The plan for the afternoon was a walking tour of Passau. [Please note – I am providing the Wiki links because some of you enjoy finding out a bit more about some of the locations rather than me blathering on, potentially inaccurately.] George happily went on the tour – I stayed on the ship, enjoying the almost total peace and quiet. I am thinking that we have visited her at least three times before, maybe four. The first time would have been our first tour in Germany when just about all our relations came through. The second would have been a cruise down the Donau when the youngest three were in Elementary grades. Third was I think in 2013 when George and I took a cruise by ourselves over the winter holidays.
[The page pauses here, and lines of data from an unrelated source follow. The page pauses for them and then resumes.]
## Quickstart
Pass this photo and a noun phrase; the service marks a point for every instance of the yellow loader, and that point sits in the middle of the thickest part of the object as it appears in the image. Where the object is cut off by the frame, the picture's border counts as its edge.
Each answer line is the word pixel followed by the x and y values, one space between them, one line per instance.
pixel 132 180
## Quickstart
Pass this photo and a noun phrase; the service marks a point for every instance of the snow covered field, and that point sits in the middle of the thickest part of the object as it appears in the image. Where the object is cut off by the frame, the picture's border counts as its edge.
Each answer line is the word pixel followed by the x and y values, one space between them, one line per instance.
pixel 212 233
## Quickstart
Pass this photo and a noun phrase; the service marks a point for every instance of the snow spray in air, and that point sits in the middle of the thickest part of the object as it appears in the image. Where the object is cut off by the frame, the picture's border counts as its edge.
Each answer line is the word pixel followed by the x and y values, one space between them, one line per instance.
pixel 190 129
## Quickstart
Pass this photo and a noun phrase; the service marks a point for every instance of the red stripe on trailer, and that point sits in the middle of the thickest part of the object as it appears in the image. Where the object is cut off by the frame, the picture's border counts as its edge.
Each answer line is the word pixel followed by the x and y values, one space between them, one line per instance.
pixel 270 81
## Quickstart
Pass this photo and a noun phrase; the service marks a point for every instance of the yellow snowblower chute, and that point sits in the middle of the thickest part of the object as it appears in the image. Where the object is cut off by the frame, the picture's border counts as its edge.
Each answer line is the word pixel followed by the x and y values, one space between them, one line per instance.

So that does make it the fourth time, right? It is a lovely town with a nice yarn shop. But it is not like I need anymore yarn. Instead, I wandered the ship. All of the cruise boats sailing on the rivers are purpose built. They are long, not so wide, very flat with a maximum of three decks above the water line. It is not that the companies wouldn’t want to haul more passengers/make more money, it is that the ships have to be able to navigate the waterways and pass under the bridges.
So Deck 1 is the lowest with cabins and dining room. Deck two has cabins to both ends of the ships center. Deck three has cabins, the lounge
and a forward outside sitting area.
Like every where else, smoking is not permitted inside the ship. Above the third deck is an open seating area with rails from where you can enjoy the scenery passing by on both sides of the ship.
When sailing from the German border all the way to Bulgaria, there are locks.
About 14 of them as a matter of fact, most of which we will be passing through at night. Since we are headed downstream, it is sink as you go.
This particular ship was built in 2019 – so it is really new and shiny
with one main corridor and everything off of it. Our cabin is on Deck 2 –
Not large, but adequate with bed, tiny sitting area, closet, bathroom and a huge porthole (which you can see).
Dinner was most excellent. Did I mention that this particular tour is a combined Alumni/Smithsonian group? Total of 31 people (+ two tour guides – one from Ireland and one from Bulgaria). So the dining room had people well spread out. Just as an example – presentation is obviously important …
I am skipping the live (and too loud) music/dancing in favor of some stitching and early bedtime.